社内公認カップルの裏事情 〜ヲタクの恋は攻略不可能?〜


「逃げ切ったーー!」

ふぅっ、と大きく息を吐いてソファーの背もたれに上半身を預けた。

私の質問に真樹の返答が返ってこなかったことは気にせずゲームに集中すると、どうしたことか見事高ポイントをゲットして逃げ切ることができた。そんな私と真樹の成績が、目の前のテレビ画面には大きく表示されている。

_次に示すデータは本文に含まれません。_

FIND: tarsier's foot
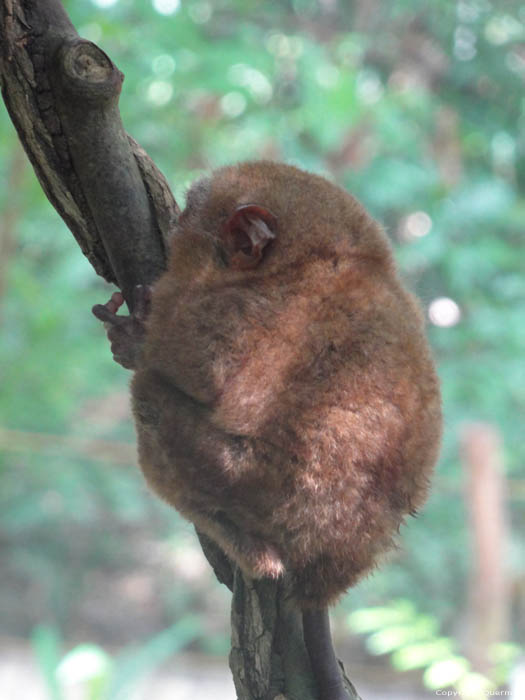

このゲームをはじめて以来初めて見る高得点が嬉しくて、テレビ画面をまじまじとみていると。

「河合さんは、これじゃあ物足りなかったってことか」

と、さっきの質問に返事もできないくらい真剣にゲームしていたはずの真樹がやっと声を発した。


「何言ってんのよ!全然、物足りなくないってば!こんなにブラッドポイント貰ったの初めてだし、それに……って、え、真樹……?」

だんだんと私に迫り寄ってくる真樹に、私は条件反射のように後ずさった。しかし、ソファーの隅まで後ずさったところで私は逃げ場を失ってしまう。

後ろにこれ以上下がれば頭から床に落下してしまうし、ソファーから降りようにも真樹の腕が私の左右にあって逃げられない。


「ま、待ってよ!真樹! 何? 突然どうしたの?」

まるで私を襲うような体勢になっている真樹に動揺を隠せず、また更に迫ってきそうな真樹の胸元を両手で必死に押さえた。